I know he has other women. We once came upon each other in the supermarket as a tall, curvy woman held loosely on his arm. He spent the next months apologizing, mistaking my silence for anger while it was nothing more than surprise at my not being jealous.
“Your mind is not here,” he observes, and I look from the couple seated two tables from us back to him. The woman has her back to me, but the man’s dark complexion looks almost exotic. They have been so engaged with each other, talking and laughing and not once have I seen either of them glance away.
The aforementioned friend and I have discussed the word discontent at length, otherwise the feeling of wanting better, and almost always not yet conceived things. The word comes to me now, sudden and pertinent.
“I want to be told extraordinary things.”
My assertion startles him. “What?” He asks.
“Nothing,” I shrug, “just something I read.”

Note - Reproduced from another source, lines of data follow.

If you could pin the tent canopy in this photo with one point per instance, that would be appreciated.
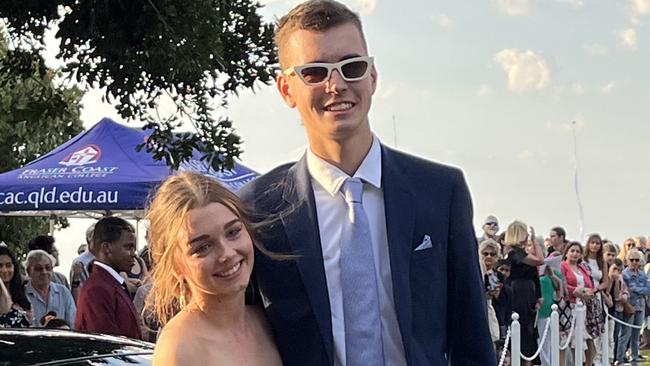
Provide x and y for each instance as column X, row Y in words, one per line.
column 98, row 172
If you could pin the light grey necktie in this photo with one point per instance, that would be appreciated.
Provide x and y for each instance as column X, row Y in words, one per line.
column 363, row 343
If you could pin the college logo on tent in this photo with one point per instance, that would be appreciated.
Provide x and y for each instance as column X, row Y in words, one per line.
column 88, row 154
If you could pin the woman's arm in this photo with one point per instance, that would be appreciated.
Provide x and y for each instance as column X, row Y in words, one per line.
column 604, row 282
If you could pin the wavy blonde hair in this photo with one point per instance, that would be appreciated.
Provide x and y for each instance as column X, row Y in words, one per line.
column 168, row 215
column 516, row 233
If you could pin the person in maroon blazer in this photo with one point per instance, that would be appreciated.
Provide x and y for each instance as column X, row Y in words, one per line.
column 104, row 305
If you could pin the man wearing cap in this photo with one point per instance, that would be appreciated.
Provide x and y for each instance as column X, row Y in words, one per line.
column 490, row 229
column 387, row 270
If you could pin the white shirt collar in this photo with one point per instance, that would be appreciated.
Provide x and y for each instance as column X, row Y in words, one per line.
column 332, row 178
column 110, row 270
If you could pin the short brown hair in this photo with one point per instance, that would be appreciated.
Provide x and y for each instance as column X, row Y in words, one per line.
column 314, row 15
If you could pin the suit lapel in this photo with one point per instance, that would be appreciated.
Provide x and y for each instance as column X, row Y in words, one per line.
column 400, row 226
column 301, row 226
column 108, row 279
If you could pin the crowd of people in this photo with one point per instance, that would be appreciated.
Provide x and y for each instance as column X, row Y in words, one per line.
column 527, row 274
column 357, row 254
column 34, row 294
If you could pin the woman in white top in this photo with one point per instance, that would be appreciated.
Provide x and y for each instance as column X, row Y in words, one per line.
column 595, row 261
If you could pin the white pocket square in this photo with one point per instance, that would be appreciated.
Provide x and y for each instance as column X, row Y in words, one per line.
column 426, row 244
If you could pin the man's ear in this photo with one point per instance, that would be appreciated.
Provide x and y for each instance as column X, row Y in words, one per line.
column 105, row 247
column 285, row 90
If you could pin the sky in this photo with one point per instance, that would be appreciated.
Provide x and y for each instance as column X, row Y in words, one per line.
column 492, row 87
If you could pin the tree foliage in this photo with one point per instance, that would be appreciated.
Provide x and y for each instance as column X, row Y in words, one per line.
column 196, row 53
column 35, row 117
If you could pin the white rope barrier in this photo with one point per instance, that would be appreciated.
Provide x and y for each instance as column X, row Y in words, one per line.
column 624, row 323
column 505, row 348
column 541, row 344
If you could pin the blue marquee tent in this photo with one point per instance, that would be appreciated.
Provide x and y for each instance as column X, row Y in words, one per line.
column 95, row 173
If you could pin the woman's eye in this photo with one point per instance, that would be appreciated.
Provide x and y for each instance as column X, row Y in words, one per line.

The chips taste bland on my tongue. I think back to our conversations and how I drift off to sleep as he goes on about his job, emphasizing on his demanding boss.
“Let me think about it. It is a significant decision to make you know.”
“I know, but I have waited all these years for you.”
“Not quite, you have had other women.”
“I apologized for that, and it won’t happen again. I love only you.”
He says this in a way that makes me think he has said it before, maybe even in a setting such as this.